Despite Southern Nevada’s sometimes harsh growing environment, Harris—who runs the operation with his son, Jordan Williams, and Warren Jessop—said it’s a fairly easy cash crop to grow.

“The hemp plant itself is a hearty plant,” Harris said. “We’ve grown a few different strains and all of them do fairly well here in the desert. Hemp has caught the eye of a lot of small farmers here. I’d say there are 25 or so farmers in Pahrump; we’re talking small operations with three or four acres at a time growing it now.”

During that first season in 2017, the state had just 26 sanctioned hemp growers. In 2018, that number jumped to 116, with more than 1,800 acres being cultivated.
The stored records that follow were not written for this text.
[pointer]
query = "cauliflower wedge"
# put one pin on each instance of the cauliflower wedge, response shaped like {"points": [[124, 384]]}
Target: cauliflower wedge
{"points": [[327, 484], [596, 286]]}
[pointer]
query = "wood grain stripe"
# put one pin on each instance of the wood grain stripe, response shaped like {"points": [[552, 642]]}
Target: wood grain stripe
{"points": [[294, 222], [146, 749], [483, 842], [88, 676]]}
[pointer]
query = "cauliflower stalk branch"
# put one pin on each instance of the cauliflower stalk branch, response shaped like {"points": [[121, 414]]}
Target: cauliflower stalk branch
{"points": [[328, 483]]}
“It’s a little cottage industry where a small-time farmer can do pretty well here for the next several years,” Harris said. “I’m excited about what hemp can do for the small farmer. With this plant, we’re learning something new every day.”

Growing hemp can be challenging at times and requires some trial and error, said Michael Whalen of the Nevada Hemp Association.

He said it’s anything but a get-rich-quick scheme.

“As far as Nevada goes, there were a lot of people who were wondering if hemp would thrive in the conditions that we have here,” Whalen said. “It’s done incredibly well and has made a lot of money for these farmers and the companies that are getting into it. That said, it’s a lot of work and there’s some failure that we’ve seen as well.”

In Southern Nevada, Harris said, a farmer can typically grow a hemp crop using about 2 acre-feet of water (about 650,000 gallons) per year.

That’s less than half of what it would take to grow alfalfa, Harris said.

“Obviously, water usage is a big deal in Nevada and throughout the West,” Harris said. “I think the stigma associated with [the hemp plant] is becoming less and less. It’s just a matter of time until growing hemp is like growing alfalfa or corn or anything else.”

Whalen said the sky is the limit for how big hemp farming can get.

“It’s the return of the family farm and the American dream, I believe,” Whalen said. “That’s because a farmer can actually make some money off a little bit of land.”